Three Data Management Technologies in the Innovation Trigger Phase

Three Data Management Technologies in the Innovation Trigger Phase
Fotolia

DataOps, private cloud database platform as a service (dbPaaS) and machine learning (ML)-enabled data management are making their debut in the 2018 Gartner Hype Cycle for Data Management.

"We are witnessing only three technologies entering the Innovation Trigger phase because, in line with what we see in the industry, there is less focus on innovation and more on execution at scale in the data management space,“ said Donald Feinberg, vice president and distinguished analyst at Gartner.“ The Innovation Trigger is the first phase of the Hype Cycle where a breakthrough, public demonstration, product launch or other event generates significant press and industry interest.

In addition, more and more vendors are switching to a cloud-first delivery model, which rapidly accelerates several technologies, such as dbPaaS and integration platform as a service (iPaaS). In fact, dbPaaS is less than two years away from mainstream business adoption. In-memory functionality is also becoming more widely available and pervasive throughout all data management technologies. “Those are more delivery platforms than technologies, they can move rapidly to the plateau of productivity,“ added Feinberg.

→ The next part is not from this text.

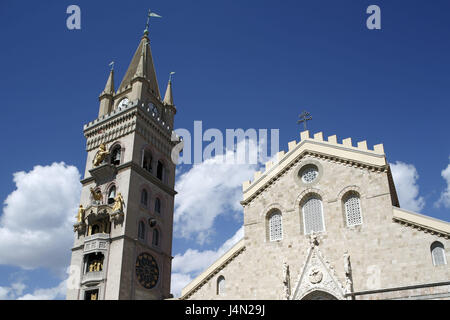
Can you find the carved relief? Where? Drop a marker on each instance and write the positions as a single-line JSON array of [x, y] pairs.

DataOps is a collaborative data management practice focused on improving the communication, integration and automation of data flows between data managers and consumers across an organization. Much like DevOps, DataOps is not a rigid dogma, but a principles-based practice influencing how data can be provided and updated to meet the need of the organization’s data consumers.

Private cloud dbPaaS offerings merge the isolation of private cloud database platforms with the self-service and scalability of the public cloud. They recently started to appear in vendors’ portfolios and provide a cloud experience in an on-premises data center. Gartner analysts said private cloud dbPaaS can play the role of a transition technology as organizations develop their long-term cloud strategy.

Rudimentary machine learning ML has been used in data management products since the 1970s. Today, with the increased availability of ML and artificial intelligence (AI) libraries, vendors use modern varieties of ML for many self-management operations within data management software. These solutions not only tune and optimize the use of the products themselves, but suggest new designs, schemes and queries.